【ことわざ】
三尺下がって師の影を踏まず
【読み方】
さんじゃくさがってしのかげをふまず
【意味】
先生につき従ってゆくときには、先生を敬う心がけを忘れずに、先生から三尺下がって歩き、先生の影を踏むようなことがあってはならないよう説いたことば。
弟子は先生を敬い、礼儀を尽くすようにしなさいという教え。
【語源・由来】
もとは仏教の作法であり、師僧(しそう)に従って歩くときの心得(こころえ)で、本来は、「七尺去って師の影を踏まず(しちしゃくさってしのがげをふまず)」という。
【類義語】
師弟となって七足去る(していとなってしちそくさる)
【英語訳】
正式な英語訳はありません。一例として A student must never forget to honor their teacher. という訳があります。
「三尺下がって師の影を踏まず」の使い方




「三尺下がって師の影を踏まず」の例文
- 監督が来るまで待ちましょう。三尺下がって師の影を踏まず、親しくても礼は忘れないようにしましょう。
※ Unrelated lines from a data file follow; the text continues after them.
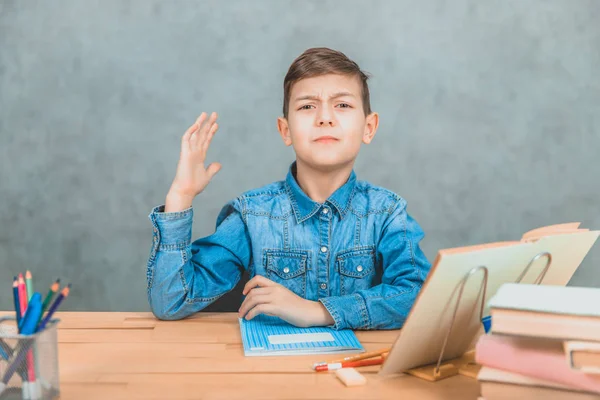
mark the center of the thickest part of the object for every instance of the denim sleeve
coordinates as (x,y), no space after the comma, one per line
(185,277)
(405,268)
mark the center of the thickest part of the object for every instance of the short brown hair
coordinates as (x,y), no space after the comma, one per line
(321,61)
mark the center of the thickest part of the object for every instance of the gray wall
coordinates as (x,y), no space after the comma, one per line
(489,120)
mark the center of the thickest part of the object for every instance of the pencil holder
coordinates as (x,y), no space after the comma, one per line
(28,363)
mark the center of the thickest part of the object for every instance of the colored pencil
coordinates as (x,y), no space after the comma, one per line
(51,292)
(63,293)
(29,284)
(16,299)
(358,357)
(350,364)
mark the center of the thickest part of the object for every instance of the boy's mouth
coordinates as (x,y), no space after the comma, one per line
(326,139)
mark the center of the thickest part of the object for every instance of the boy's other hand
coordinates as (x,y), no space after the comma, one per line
(267,297)
(192,176)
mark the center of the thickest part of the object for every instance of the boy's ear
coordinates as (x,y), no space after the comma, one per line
(371,126)
(284,130)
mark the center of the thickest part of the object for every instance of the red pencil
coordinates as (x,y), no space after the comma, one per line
(350,364)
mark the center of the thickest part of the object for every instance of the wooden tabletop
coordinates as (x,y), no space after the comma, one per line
(135,356)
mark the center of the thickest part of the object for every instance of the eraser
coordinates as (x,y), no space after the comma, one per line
(350,377)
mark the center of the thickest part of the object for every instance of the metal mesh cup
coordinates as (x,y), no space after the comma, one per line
(28,363)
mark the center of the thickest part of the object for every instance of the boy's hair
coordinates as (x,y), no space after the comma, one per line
(321,61)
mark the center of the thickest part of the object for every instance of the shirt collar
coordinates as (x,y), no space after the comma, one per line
(304,207)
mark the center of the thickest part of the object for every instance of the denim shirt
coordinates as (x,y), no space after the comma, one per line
(357,253)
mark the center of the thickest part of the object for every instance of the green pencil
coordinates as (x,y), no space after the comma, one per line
(48,299)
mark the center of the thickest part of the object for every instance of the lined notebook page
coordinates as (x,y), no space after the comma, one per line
(266,335)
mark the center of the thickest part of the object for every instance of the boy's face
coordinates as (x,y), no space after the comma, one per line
(326,122)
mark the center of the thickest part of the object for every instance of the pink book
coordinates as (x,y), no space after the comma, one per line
(538,358)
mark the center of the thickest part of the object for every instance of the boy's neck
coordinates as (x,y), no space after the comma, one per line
(320,185)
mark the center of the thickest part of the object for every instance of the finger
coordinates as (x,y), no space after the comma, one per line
(257,281)
(194,135)
(212,169)
(186,136)
(205,128)
(252,301)
(210,135)
(267,309)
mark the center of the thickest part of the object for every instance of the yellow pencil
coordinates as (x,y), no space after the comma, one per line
(358,357)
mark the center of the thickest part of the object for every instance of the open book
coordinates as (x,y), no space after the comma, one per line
(271,336)
(530,236)
(473,274)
- 課長の行動を見習った方がいいでしょう。常に謙虚(けんきょ)に三尺下がって師の影を踏まず、なかなかできないですよ。
- 礼というものは形だけではありません。三尺下がって師の影を踏まずというのは心の持ち方を示しているのです。
- 三尺下がって師の影を踏まずといいます。教えをいただく人に対しては礼儀を忘れないようにしましょう。
まとめ
今はとても難しい時代です。会社でも学校でも上司や先生は友達のような存在です。厳しく接すると会社を辞めてしまう可能性が高く、学校では教師からのいじめとも取られかねません。先輩や上司を無条件で尊敬するというような昭和的な発想は歴史的遺産のようなものとなりました。古い人からすればひどい世の中になったとおもうでしょうし、若い人からすれば、まだ面倒くさい風習みたいなものが多く残っていると感じていることでしょう。どちらも正しく、どちらも間違った考え方をしている部分があります。メディアやSNSなどで情報は氾濫し、感情的表現が増えていますが、人と人が顔を見ながらコミュニケーションを取ることは人間という生き物としての基本です。お互いを思いやる心、お互いに三尺下がって師の影を踏まず、礼がコミュニケーションの潤滑油になるのではないでしょうか。